Higher education also emerged, but late. The first institution was the Faculty of Applied Social Sciences of Foz do Iguaçu (Facisa), created in 1979 after protests by students against the neglect of education. Many of them had to leave the city to obtain higher education. Administered by the now-defunct Foz do Iguaçu Educational Foundation (Funefi), Facisa charged symbolic monthly fees.
In 1986, another student movement began, this time to bring public education to the city. It was from this initiative that the State University of Western Paraná (Unioeste) was founded on December 23, 1994, at a time when the main cities in the state already had free universities.
Unioeste took over the existing structure at Facisa, which already had courses in Administration, Accounting, Literature and Tourism.
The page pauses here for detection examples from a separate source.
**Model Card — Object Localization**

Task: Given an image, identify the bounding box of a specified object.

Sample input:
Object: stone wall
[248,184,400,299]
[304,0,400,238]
It was only in the 1990s that the educational hub began to germinate. In addition to Unioeste, several private higher education institutions emerged. The main ones were the Unified Colleges of Foz do Iguaçu (Unifoz), in 1993; the Higher Education Center of Foz do Iguaçu (Cesufoz), in 1993; the Dynamics of the Falls University Center (UDC), in 2000; the Physical Education College of Foz do Iguaçu (FEFI), in 2000; the Union of the Americas College (UniAmérica), in 2001; and more recently, in 2022, the Multiversa College.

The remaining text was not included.